Признаюсь Вам, что в школьные годы меня увлекала зоология, да и нынче я готов часами с неослабевающим интересом наблюдать за жизнью всевозможных низших организмов, пытаться разгадать закономерности поведения в их на первый взгляд хаотических и бессмысленных действиях. Видимо, это же свойство моей натуры побудило меня засесть за данное письмо, которое, конечно же, никогда не будет отправлено и которое потому точнее назвать исследованием.

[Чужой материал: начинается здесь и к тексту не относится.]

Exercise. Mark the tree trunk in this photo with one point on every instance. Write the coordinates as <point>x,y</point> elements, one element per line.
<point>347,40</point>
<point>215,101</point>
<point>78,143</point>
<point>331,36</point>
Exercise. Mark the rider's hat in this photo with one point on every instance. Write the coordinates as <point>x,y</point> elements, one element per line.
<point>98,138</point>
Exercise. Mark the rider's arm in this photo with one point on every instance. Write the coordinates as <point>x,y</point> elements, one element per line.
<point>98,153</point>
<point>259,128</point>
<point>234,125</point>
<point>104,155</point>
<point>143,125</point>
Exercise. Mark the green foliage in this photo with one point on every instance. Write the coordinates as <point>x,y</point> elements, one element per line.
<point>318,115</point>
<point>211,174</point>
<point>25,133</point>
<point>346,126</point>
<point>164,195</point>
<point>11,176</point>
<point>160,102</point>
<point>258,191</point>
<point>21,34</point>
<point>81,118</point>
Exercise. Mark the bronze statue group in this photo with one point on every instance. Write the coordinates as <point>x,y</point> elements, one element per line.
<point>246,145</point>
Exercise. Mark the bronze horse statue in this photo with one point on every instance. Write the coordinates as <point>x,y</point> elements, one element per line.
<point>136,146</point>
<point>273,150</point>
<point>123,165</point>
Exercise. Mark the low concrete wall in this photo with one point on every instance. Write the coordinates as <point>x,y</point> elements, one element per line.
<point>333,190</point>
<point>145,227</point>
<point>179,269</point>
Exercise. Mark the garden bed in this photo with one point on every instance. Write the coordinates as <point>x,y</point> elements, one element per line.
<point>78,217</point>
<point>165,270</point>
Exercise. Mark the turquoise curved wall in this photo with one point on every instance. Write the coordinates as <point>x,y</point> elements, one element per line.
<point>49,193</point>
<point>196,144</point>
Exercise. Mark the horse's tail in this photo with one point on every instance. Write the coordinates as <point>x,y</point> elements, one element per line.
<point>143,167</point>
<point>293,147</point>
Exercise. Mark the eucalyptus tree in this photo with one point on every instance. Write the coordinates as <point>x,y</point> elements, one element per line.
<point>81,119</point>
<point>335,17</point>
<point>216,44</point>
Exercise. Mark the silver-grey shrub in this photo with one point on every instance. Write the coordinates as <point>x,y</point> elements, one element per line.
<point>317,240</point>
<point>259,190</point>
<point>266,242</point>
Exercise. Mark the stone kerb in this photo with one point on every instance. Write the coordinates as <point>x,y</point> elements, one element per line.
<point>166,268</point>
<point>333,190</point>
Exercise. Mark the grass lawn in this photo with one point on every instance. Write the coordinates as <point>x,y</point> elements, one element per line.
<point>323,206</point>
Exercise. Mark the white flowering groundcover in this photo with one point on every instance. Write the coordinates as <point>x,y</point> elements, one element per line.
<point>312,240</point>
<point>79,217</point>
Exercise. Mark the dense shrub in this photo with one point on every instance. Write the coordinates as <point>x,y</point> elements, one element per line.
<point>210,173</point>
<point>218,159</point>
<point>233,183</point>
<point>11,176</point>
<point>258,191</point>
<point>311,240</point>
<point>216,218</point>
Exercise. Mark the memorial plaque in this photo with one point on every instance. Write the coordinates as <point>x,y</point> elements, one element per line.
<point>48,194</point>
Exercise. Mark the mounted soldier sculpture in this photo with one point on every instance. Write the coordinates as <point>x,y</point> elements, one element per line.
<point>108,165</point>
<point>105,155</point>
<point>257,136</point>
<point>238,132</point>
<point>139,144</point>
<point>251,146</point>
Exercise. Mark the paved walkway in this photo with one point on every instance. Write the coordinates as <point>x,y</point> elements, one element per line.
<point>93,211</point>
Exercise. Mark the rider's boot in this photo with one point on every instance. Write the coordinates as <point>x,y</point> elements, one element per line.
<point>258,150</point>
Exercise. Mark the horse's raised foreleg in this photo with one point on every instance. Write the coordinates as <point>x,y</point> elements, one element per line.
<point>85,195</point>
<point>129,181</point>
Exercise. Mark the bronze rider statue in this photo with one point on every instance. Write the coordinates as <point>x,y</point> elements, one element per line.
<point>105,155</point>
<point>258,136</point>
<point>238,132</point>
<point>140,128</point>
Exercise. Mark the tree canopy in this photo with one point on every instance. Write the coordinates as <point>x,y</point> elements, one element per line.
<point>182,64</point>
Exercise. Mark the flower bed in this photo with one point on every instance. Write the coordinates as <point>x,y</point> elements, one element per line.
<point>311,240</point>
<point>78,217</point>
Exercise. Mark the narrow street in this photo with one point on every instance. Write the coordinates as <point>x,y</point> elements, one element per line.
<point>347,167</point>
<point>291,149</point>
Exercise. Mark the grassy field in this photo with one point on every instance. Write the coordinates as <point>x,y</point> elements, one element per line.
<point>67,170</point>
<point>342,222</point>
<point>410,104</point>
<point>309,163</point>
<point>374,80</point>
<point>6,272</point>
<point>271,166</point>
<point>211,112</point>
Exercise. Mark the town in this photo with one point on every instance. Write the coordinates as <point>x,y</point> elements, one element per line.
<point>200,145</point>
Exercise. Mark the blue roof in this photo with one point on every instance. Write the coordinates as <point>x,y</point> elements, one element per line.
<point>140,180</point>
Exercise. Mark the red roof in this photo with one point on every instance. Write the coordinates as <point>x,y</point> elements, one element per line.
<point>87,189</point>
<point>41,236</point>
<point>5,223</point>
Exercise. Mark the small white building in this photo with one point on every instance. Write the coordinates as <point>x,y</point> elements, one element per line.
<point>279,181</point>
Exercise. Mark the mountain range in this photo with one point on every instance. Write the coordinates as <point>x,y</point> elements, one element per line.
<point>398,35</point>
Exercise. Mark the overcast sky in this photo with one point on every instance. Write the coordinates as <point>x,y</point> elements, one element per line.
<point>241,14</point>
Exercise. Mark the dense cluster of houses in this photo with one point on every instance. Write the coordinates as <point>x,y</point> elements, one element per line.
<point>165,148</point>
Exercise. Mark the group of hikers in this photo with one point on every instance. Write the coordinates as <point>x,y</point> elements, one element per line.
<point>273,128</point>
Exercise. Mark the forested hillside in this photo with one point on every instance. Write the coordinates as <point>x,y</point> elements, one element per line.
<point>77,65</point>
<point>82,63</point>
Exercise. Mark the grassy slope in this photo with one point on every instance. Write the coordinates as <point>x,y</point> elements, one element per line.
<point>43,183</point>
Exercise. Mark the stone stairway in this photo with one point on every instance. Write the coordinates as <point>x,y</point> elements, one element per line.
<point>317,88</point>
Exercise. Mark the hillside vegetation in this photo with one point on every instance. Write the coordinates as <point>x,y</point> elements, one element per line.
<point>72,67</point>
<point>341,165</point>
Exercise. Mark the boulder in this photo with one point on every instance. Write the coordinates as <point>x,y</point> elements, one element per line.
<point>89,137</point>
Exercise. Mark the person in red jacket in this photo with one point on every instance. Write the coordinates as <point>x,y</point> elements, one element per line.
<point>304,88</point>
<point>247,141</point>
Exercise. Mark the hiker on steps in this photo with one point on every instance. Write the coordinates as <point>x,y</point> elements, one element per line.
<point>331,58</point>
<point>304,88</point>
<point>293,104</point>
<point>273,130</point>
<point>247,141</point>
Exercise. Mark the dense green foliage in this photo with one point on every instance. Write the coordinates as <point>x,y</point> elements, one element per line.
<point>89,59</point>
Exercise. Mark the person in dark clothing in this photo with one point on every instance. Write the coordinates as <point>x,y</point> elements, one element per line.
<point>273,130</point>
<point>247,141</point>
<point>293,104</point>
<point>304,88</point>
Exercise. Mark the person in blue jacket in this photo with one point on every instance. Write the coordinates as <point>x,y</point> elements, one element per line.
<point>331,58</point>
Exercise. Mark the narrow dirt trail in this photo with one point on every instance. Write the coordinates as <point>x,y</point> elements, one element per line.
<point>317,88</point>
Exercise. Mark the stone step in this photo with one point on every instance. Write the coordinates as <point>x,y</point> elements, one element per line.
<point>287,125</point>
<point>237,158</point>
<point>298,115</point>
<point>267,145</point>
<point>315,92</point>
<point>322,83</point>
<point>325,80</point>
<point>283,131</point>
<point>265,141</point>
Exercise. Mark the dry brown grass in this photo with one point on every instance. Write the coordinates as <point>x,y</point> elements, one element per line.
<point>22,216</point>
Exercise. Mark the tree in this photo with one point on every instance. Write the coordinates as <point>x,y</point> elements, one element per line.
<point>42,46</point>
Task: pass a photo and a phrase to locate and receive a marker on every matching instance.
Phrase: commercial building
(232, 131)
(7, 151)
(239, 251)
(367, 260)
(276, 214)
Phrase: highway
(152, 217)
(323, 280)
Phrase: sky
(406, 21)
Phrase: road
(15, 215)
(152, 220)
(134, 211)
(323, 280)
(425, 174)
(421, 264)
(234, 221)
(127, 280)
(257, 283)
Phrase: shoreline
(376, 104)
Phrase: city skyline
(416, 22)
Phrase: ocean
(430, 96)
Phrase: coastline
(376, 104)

Эпистолярная форма здесь служит исключительно для моего
15
удобства.
Интересы исследования требуют особо выделить повторяемые Вами с поистине животным упорством призывы к "беспощадному сокращению" моих произведений, подкрепляемые столь же блистательным, сколь и лживым афоризмом "Чувства многословны, разум краток". Если бы Вы собрались как-нибудь почитать восточную поэзию, то, возможно, поняли бы, что чувства далеко не всегда многословны, а если бы не отлынивали от занятий философией в институте, то знали бы, что разум далеко не всегда краток. Те же занятия осведомили бы Вас и о другом общеизвестном факте: поэзия вовсе не служит рупором разума, поскольку является продуктом не рационального, а интуитивного познания, и обращается она также не к разуму, а к интуиции. Посему те требования, которые можно предъявлять к разуму, нельзя впрямую адресовать к поэзии. Итак, замечания, порожденные тягой к "беспощадному сокращению", Вы рассыпаете по тексту щедро и бездумно, как курица помет. Должен заметить: в своем маниакальном стремлении к усечению чужих трудов вы не оригинальныыы, как и во многом другом (но об этом ниже). Что же призывают нас сокращать критики? Почти исключительно то, что на их (и Вашем) профессиональном жаргоне изящно именуется "описательством",- то есть образы, то есть живую плоть всякого искусства. В искусстве всякая идея, всякое познание вырастает только из образного материала, и кто этого не понял, тот никогда не станет творцом, хотя и легко, как видно, может сделаться критиком. Тяготея к безобразности в искусстве, Вы тем самым присоединяетесь к той массе литературных импотентов, для которых неспособность освоить в образах окружающие предметы является обычным отличительным признаком наподобие маленькой головы и высунутого толстого языка для страдающих болезнью Дауна.
Кажется, мы приблизились к разгадке, дорогой Феликс. Желание присоединиться к большинству, столь властное для заурядных натур,- вот в чем Ваша беда, тем более прискорбная, чем менее Вы способны ее осознать. В данном случае большинство, к сожалению, вовсе не является носителем
16
истины, а лишь представляет собой обширную группу лиц, удовлетворяющих неким внешним по отношению к литературе требованиям, совершенно неприемлемым для подлинного Художника и Человека. Что самое печальное, эти же, в сущности, требования Вы уже и сами предъявляете к другим, в частности, ко мне. Таким образом, Вы являетесь исправно действующей частью определенной системы, и данного факта не опровергнет Ваш несколько истеричный, но вполне безобидный нонконформизм.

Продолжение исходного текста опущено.